This past weekend was my living history group's annual trek to the Museum of the Confederacy in Richmond, VA. As always, this weekend turns into an opportunity to do a little site-seeing as well. In that spirit, I struck out on my own Friday and visited Pamplin Park for the first time. I went there both out of personal and professional interest. I've always wanted to go there, and have talked to Executive Director A. Wilson Greene in the past about working there. Also, my supervisor has discussed taking a field trip there with our Civil War site managers to see what kinds of ideas we can get as we lead up to the Civil War sesquicentennial. Pamplin Park was not exactly what I expected (not saying that's good or bad). I thoroughly enjoyed my visit, spent the majority of my day there, and am very grateful for the time that their staff spent talking with me. I had some truly genuine and useful interactions with some of their interpreters and other staff. It was one of the better visitor experiences I've had recently.

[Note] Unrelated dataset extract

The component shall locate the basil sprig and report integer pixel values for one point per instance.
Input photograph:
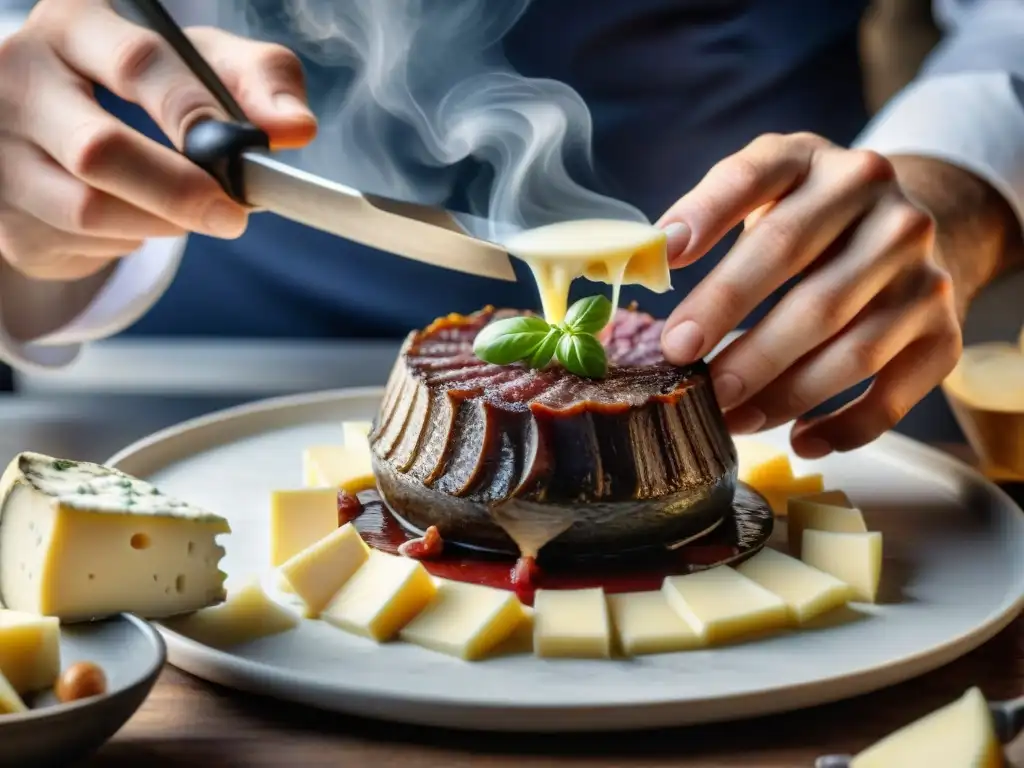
(532, 341)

We had a good day at the MOC on Saturday, visiting with approximately 300 folks. In my experience, most of the visitors at the MOC are extremely interested, inquisitive, and generally well-educated and intelligent. I've had many engaging conversations at that museum over the past three years. On Saturday evening before heading to supper our merry little band stopped by Drewry's Bluff (an annual pilgrimage). As always, its just a spectacular site and I never cease to be amazed when I go there.
Sunday morning we decided to head over to Tredegar Iron Works to the National Park Service's battlefield visitors center. That's also one of our favorite sites. What was new since we were last there is the American Civil War Center. Though the exhibits in this new museum are impressive, it was very disappointing to me on a couple of levels. The name is misleading, as is their claim to tell a complete and balanced story. The exhibits from beginning to end are mainly about slavery, African American involvement in the war, and the legacy of the war on blacks in America. I don't have a problem with that at all, but I feel that they should just say that up front. In their opening video they claim to be telling the complete and balanced story of the war, but that is far from true. Very little of the Confederate story is told, though they do have one Confederate flag and a couple of Confederate coats (tokens at best). Not much more of the Union story is told past how the war effected the nation's African Americans. In no way is this museum presenting a complete story, nor a balanced one. Intellectually and visually this is a great museum; it simply falls short of its claims. It should more appropriately be called the Museum of the Civil War and its Legacy as it Effected America's African American Population (or some such thing). One of the coolest exhibits in this museum was a small display on the Civil War in American Pop Culture which featured Lee and Grant bobblehead dolls and the Dukes of Hazzard car, General Lee. My final analysis is that though this museum is very stimulating, it is horribly mislabeled and not at all what visitors will expect when they visit. Their claims to completeness and balance of story are terribly false.